The national carrier has put its 37,000 workforce on notice, warning that unless fuel prices ease further sacrifices will have to be made on top of the airline's $3 billion five-year cost-cutting program.

In recent weeks Qantas has issued about 2000 redundancy slips. The airline's warning of further cost cutting came after it forecast a 25 per cent slump in full-year pre-tax profits to around $670 million.

Qantas said this was at the lower end of analyst forecasts, some of which were as high as $895 million.

Qantas said the profit slump would include $153 million in restructuring costs, some of which stemmed from the airline's recent closure of its heavy maintenance base in Sydney.

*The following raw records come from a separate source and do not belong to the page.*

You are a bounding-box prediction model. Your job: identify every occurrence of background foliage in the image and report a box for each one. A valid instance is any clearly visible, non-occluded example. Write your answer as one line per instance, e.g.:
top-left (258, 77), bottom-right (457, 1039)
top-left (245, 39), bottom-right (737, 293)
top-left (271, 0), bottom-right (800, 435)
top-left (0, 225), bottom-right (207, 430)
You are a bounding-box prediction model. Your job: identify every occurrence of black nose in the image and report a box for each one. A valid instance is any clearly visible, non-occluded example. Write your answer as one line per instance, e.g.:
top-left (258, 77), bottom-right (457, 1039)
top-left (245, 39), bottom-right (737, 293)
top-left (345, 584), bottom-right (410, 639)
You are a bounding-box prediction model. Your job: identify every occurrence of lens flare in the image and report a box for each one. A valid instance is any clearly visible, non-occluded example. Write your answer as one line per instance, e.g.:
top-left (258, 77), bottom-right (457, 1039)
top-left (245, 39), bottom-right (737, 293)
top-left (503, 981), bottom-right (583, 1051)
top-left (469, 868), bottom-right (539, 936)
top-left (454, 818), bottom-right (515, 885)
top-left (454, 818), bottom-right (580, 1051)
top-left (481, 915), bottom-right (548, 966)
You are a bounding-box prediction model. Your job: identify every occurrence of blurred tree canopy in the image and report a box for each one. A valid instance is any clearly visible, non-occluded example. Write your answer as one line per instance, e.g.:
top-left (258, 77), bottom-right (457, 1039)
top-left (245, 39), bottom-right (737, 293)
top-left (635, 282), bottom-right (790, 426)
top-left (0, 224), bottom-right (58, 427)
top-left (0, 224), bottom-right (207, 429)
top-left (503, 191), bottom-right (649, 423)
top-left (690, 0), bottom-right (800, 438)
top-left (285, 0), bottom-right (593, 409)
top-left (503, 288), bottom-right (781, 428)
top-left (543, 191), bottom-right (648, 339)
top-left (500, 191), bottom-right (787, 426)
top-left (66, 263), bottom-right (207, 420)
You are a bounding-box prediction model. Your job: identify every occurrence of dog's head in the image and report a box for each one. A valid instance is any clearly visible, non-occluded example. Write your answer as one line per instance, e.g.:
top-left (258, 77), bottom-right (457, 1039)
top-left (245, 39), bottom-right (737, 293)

Qantas said costs resulting from the recent retrenchment of 1000 management staff would be factored into next year's result.

Chief executive Geoff Dixon said in a media statement the airline's already ambitious program to slash $3 billion in annual costs by mid-2008 may not be enough and "further restructuring will be required" if oil prices remained high.

 

The downgrade fuelled pessimism for Qantas's profit outlook for the next financial year. Macquarie Bank analyst Paul Huxford warned "the market continues to have unrealistic earnings expectations with respect to 2006-07".

Qantas chief financial officer Peter Gregg declined to elaborate on areas targeted for cost cuts.

Given the airline's $3.2 billion a year staff bill - its biggest cost component - analysts expect more lay-offs and further cuts in overtime pay.

Unions fear Qantas will focus on hiring cheaper staff through its low-cost subsidiary Jetstar.

Mr Gregg told the Herald Qantas "was treading water", given the $1.5 billion in cost cuts already achieved through the so-called "sustainable future" program had been wiped out by recent fuel price increases.

"This is a business that has faced fuel bill rises of $2 billion in two years," Mr Gregg said. "I'd dare you to [find] a company in Australia that has that problem. We're going to look for efficiencies and we don't take any joy in removing people from jobs."

Since the launch of "sustainable future" during the SARS crisis in 2003, Qantas has raised its cost-cutting targets on three occasions.

Mr Gregg said he had "no idea" about speculation that Qantas's full-service operations may soon lease aircraft and crews from its low-cost Jetstar subsidiary.

There is speculation the airline may lease Boeing 787s from Jetstar when the new jets are delivered from 2008, in an attempt to drive down labour costs.

"Realistically Qantas will do what it needs to do to continue to operate," Mr Gregg said. "Whether or not Jetstar provides wet-leasing capacity to Qantas, I think that would be some time away."

Qantas's full-year profit is also going to be marred by the continuing poor performance of its 44.5 per cent-owned Singapore subsidiary Orangestar, which operates Jetstar Asia and Valuair.

Mr Gregg said the airline, which reported a first-half $27 million loss, was "stabilising".